The president and prime minister have both traded blame over their lack of agreement on a government line-up.
“Aoun and Bassil want to pressure Mikati by saying a caretaker government can't exercise the prerogative of the president,” Mr Lahham said. "It’s a devious way to hide political motives under constitutional argumentation.
But constitutionally speaking, “nothing in Lebanese laws forbids this caretaker government from taking on presidential powers,” he said.
Lebanon is in a steep economic quagmire ― the worst in the modern world, the World Bank has said — and needs unified leadership to come out of it.
If a government is not formed and Mr Mikati’s caretaker Cabinet moves into presidential role, the issue of resolving Lebanon’s prolonged economic crisis would face new challenges.
The International Monetary Fund is ready to help the struggling Mediterranean nation out of its financial predicament. However, it has introduced a set of comprehensive structural reforms that would need to be passed before the bailout package can be unlocked.
Signs of Lebanon’s economic implosion began to show in 2019.

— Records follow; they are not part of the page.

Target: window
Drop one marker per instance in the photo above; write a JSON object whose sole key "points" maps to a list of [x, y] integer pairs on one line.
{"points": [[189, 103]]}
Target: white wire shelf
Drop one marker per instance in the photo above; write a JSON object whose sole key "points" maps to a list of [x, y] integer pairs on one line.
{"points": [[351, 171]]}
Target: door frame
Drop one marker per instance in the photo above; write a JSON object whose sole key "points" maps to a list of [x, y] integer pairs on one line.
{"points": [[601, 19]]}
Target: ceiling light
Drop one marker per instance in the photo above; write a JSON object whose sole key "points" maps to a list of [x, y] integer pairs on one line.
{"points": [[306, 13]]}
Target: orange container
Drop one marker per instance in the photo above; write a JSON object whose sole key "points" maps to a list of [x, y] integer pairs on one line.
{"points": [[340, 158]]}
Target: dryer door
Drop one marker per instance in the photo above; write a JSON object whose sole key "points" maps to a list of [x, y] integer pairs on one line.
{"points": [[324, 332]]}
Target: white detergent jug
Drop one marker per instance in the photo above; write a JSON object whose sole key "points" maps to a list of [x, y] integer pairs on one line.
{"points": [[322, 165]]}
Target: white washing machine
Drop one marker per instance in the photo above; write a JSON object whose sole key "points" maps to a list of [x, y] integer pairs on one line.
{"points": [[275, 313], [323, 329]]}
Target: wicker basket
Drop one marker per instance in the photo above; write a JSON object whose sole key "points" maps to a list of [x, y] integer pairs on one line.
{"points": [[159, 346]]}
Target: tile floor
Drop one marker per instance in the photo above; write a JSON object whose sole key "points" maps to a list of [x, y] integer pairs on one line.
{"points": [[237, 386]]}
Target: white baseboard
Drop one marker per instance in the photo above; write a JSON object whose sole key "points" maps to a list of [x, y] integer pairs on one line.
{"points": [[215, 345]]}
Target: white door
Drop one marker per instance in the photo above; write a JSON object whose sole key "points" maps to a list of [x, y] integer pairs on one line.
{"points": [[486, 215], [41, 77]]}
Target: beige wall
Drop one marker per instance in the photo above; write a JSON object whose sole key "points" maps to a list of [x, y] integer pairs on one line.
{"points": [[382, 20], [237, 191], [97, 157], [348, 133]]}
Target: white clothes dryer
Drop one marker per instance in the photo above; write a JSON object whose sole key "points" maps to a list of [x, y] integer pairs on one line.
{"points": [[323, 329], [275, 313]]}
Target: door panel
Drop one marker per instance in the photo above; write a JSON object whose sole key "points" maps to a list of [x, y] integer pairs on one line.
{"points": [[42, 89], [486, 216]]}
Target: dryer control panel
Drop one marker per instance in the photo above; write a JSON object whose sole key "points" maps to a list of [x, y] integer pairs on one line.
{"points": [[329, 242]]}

Three years of chronic economic crisis have led to 80 per cent of the population slipping into poverty and the local currency devalue by more than 95 per cent. Meanwhile, inflation has soared.
The public sector is on the verge of collapse.
At the onset of the financial crash, commercial banks imposed informal capital controls that locked depositors out of the full dollar value of their savings.
Despite Lebanon’s desperate need for structural change, no single reform has been passed to date.
If Lebanon is to be thrust into the worst-case scenario of a presidential vacuum, the government ― caretaker or otherwise ― would have to pass the badly needed reforms. To do so would require legislation.
If faced with a presidential vacuum, “the question becomes: can Parliament legislate without a president?” Mr Lahham told The National.
Constitutional legal opinion is split on the subject.
“The constitution never imagined reaching this kind of situation,” he said.